Data: Mark has spent most of the latter portion of his life behind bars, in the Facility, and presides over a whole predatory school of demoralized Lifers who are the whole Facility’s basic mandate for erection. Mark has underground tentacles that extend into even the blackest markets. He and his school of followers do unspeakable things to Dave, force themselves on the weak sickly repentant archer in complexly depraved ways that Nechtr, quite frankly, hasn’t the nerve or dark imagination yet really even to describe. This lack of facility, though, is interpreted by a sensitive instructor and loving workshop as disciplined restraint, and is duly applauded.
Etc. etc. but so eventually, one night, after Lockdown and the muffled screams of pre-sleep rape, Mark makes good his prophecy of flight. Dave wakes from his one familiar diplopic nightmare to see, against the striped light of the cellblock’s hallway, his bulbous cellmate manipulating a counterfeit key, one Mark has spent two months tempering in the Facility’s license-plate metal shop, into their cell door’s Lockdown mechanism. The key, which is surprisingly simple in shape and serration, nevertheless gives the hardened counterfeiter total control over the movements of all the Facility’s state-of-the-art automated doors. The key, as key, doesn’t look like much of anything: Mark’s had the thing in plain sight by the elimination bucket for weeks—only Dave, he said, had been told what it really was, or what, if willingly used, it could do.
The barred door slides silently open on its reliably-oiled track. Dave hears Mark cock his floppy puke-white ear for sounds: there is only the distant whimpered symphony of unfree dreamers.
And in that familiar moment of hesitation, the one before all leapers leap, Dave’s tormenting mate turns to survey the space he has filled and now would empty. The keen archerlight of Dave’s open eye is reflected in the counterfeit absence of the bar-shadow that usually shades him. He, supine, and Mark, erect, stare at each other across that silent moment. Dave does not know, right then, whether what is spoken is aloud.
“You’ve known what I’ve made. You’ve heard me whisper. You see what I’m doing.”
Dave nods.
“And you know where I’m headed.”
Dave does.
“Don’t rat. Do not rat.”
Dave nods.
“Rat and I’ll kill you.”
Dave hears.
“Rat and I’ll have the whole place up your ass. They’ll fuck you bloody and feed you your cock. They’ll dink you. Your weak little body’ll be found in locations. Note the plural. Shitspeck.”

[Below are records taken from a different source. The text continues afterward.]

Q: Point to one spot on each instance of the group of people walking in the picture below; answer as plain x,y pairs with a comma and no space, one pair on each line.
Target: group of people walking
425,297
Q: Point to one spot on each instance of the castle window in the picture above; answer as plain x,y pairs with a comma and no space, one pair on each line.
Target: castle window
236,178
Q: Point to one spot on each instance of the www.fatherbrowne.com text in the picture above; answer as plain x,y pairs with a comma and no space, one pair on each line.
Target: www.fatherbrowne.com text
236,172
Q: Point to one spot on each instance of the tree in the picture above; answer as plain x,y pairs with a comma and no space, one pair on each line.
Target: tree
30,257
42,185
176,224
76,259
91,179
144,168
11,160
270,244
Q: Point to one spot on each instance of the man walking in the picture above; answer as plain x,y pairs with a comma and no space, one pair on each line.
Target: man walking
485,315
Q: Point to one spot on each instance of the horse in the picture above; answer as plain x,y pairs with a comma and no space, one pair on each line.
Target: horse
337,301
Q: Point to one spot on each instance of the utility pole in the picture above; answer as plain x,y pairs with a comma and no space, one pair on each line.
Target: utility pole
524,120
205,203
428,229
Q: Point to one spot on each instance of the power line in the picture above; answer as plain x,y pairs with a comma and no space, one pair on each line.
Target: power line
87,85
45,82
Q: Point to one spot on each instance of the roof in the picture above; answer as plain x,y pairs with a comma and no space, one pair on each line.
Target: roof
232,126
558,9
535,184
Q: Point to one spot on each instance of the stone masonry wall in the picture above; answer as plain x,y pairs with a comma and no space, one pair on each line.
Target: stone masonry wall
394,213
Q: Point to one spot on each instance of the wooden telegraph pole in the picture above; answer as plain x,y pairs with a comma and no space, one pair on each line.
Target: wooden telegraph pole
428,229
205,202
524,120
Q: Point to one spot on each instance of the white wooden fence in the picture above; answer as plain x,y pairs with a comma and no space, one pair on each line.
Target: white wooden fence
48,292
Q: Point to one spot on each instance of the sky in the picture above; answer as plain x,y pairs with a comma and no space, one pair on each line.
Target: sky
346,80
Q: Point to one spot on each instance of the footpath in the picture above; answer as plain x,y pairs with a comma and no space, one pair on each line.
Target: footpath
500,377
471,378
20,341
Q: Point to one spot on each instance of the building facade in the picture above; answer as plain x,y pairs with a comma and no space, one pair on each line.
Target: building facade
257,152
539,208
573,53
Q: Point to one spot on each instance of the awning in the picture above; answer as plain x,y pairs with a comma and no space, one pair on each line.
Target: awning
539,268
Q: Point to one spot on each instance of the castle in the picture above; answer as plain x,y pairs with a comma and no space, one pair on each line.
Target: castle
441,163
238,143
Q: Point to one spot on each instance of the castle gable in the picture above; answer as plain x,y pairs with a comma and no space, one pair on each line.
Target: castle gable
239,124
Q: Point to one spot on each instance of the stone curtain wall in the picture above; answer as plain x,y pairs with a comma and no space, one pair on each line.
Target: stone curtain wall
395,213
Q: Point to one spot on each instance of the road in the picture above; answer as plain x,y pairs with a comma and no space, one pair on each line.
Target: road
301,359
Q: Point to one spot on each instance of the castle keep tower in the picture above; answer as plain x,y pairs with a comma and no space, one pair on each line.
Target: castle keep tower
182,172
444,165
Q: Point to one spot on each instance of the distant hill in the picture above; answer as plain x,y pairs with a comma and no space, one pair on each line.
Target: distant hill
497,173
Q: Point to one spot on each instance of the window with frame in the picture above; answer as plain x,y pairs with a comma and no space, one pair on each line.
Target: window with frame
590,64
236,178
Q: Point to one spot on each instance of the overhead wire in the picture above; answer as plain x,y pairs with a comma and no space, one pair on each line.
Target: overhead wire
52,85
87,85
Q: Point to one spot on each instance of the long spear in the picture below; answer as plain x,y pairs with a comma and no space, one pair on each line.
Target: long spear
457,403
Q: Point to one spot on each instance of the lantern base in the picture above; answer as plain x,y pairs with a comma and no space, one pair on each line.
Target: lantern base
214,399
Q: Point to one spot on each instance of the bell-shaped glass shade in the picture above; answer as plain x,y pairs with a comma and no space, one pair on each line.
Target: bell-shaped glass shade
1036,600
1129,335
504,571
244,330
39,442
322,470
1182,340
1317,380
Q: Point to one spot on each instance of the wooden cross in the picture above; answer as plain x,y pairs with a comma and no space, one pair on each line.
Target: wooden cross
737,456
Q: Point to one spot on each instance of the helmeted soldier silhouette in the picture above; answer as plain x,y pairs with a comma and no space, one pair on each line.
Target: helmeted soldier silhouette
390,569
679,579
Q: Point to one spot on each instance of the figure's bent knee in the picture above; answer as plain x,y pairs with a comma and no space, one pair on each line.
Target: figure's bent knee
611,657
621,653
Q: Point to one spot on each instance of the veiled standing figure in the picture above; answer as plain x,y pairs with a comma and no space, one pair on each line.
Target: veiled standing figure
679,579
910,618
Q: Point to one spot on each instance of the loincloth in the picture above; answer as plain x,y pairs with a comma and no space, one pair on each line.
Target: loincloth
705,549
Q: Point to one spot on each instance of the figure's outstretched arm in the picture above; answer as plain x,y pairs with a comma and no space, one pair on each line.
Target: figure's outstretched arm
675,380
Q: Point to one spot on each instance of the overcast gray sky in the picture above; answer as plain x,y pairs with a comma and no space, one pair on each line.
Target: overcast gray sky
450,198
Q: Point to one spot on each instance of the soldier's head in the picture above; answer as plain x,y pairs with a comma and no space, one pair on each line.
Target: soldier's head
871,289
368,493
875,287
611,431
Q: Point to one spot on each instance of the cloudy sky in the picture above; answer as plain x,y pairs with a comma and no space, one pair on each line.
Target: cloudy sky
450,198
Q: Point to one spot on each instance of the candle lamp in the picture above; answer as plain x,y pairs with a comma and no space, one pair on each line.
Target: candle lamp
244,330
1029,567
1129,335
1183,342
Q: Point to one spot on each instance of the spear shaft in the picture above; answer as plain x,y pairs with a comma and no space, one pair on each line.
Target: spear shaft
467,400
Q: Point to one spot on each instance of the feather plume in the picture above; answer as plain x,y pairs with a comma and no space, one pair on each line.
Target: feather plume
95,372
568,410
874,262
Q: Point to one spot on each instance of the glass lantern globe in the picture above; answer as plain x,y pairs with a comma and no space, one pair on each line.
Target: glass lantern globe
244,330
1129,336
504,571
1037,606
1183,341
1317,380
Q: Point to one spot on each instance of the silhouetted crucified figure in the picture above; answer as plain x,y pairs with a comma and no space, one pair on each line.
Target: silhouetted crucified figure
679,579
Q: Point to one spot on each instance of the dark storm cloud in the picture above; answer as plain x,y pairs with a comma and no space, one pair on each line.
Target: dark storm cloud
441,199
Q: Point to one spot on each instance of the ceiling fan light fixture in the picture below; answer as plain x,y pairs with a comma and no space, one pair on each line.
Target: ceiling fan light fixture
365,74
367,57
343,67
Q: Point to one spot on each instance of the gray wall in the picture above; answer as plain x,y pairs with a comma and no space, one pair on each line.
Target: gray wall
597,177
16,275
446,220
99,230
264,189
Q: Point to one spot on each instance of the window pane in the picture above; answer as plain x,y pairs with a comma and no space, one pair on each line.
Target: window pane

“I hear you,” Dave says, so flatly there’s no hint of echo.
But Mark’s voice always echoes. “Rat and you’re a late boy. As in zotzed. Klapped. This is a promise. I have tentacles, and rights. I’ll defend myself against you.”
“I don’t rat,” Dave says.
“Poppa!” cries a compulsive exhibitionist down the cellblock.
“Don’t rat.”
“Go, man.” Dave’s glad Mark’s going, who’re they kidding. “Bon voyage. Godspeed. Wear a hat. Do
n’t try to hitchhike.”
Further echoed connections between ratting and violent death recede with the counterfeiter, who holds his key before him like a candle in the bright cellblock hall.
Understandably, though, the M.F.C.’s professional penal authorities are not at all glad that the three-time counterfeiter has gone. Is at large. Penal helicopters chop and chuff all night, aloft. Dave turns his back to the still-unlocked door, holds his window’s bars in his fists, and watches searchlights shine from clouds to play the land outside; hears the whiny petition of eager leashed hounds, the sinal rhythm of the Facility’s escape siren; stands there, watching, till the gradual Maryland dawn, when he’s led by uniformed hands to the spare, spartan, no-nonsense office of the Facility’s Warden.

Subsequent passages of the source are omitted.